Kadekaro M, Terrell M L, Harmann P, Summy-Long J Y
Division of Neurosurgery, University of Texas Medical Branch at Galveston 77555-0517.
Neurosci Lett. 1994 May 23;173(1-2):115-8. doi: 10.1016/0304-3940(94)90162-7.

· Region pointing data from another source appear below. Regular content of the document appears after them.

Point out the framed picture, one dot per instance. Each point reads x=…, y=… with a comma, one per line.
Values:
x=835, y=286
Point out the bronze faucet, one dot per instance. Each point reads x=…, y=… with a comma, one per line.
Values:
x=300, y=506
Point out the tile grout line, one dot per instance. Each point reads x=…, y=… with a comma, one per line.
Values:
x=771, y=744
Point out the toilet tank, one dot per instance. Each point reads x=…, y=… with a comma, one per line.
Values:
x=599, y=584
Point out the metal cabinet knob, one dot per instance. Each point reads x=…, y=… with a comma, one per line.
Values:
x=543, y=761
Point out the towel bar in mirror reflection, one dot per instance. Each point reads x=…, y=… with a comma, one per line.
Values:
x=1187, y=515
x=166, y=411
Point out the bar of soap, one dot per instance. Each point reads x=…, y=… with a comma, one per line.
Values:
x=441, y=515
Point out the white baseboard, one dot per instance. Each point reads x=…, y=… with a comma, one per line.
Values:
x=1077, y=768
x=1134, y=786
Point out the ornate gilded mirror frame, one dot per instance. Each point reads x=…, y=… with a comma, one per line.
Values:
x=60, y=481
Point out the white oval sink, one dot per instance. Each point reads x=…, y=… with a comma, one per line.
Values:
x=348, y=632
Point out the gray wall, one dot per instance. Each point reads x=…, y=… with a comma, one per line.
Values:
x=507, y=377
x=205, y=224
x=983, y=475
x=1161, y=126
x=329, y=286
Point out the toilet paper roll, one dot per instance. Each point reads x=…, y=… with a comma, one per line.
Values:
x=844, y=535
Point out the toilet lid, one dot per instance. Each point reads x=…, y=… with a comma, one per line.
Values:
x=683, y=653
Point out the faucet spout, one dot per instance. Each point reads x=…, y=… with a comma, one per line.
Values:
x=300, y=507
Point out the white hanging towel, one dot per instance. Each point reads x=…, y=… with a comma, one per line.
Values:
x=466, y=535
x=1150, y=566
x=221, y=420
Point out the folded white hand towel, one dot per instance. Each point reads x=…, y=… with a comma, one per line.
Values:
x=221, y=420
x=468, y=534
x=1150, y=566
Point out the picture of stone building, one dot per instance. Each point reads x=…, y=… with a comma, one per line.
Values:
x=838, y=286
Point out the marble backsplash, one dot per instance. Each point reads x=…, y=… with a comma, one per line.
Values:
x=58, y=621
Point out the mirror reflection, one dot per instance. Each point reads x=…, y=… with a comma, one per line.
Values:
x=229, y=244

I.c.v. administration of a nitric oxide (NO) synthase inhibitor (NG-monomethyl-L-arginine, NMMA, 500 micrograms/5 microliters) to conscious rats deprived of water for 24 h attenuated drinking and decreased glucose utilization in the subfornical organ and median preoptic nucleus. NMMA did not alter the enhanced glucose utilization in the hypothalamo-neurohypophysial system (HNS) of dehydrated rats, although it has been shown to increase, selectively, oxytocin (OT) secretion [18]. This suggests that NO may act in the neural lobe to inhibit OT secretion and promote the preferential release of vasopressin during dehydration. This effect is similar to the blockade of endogenous opiate receptors by naloxone.
向禁水24小时的清醒大鼠脑室内注射一氧化氮(NO)合酶抑制剂(Nω-甲基-L-精氨酸,NMMA,500微克/5微升),可减弱饮水,并降低穹窿下器和视前正中核的葡萄糖利用率。尽管已表明NMMA可选择性增加催产素(OT)分泌[18],但它并未改变脱水大鼠下丘脑-神经垂体系统(HNS)中增强的葡萄糖利用率。这表明,NO可能在神经叶中发挥作用,抑制OT分泌,并在脱水过程中促进血管加压素的优先释放。这种作用类似于纳洛酮对内源性阿片受体的阻断作用。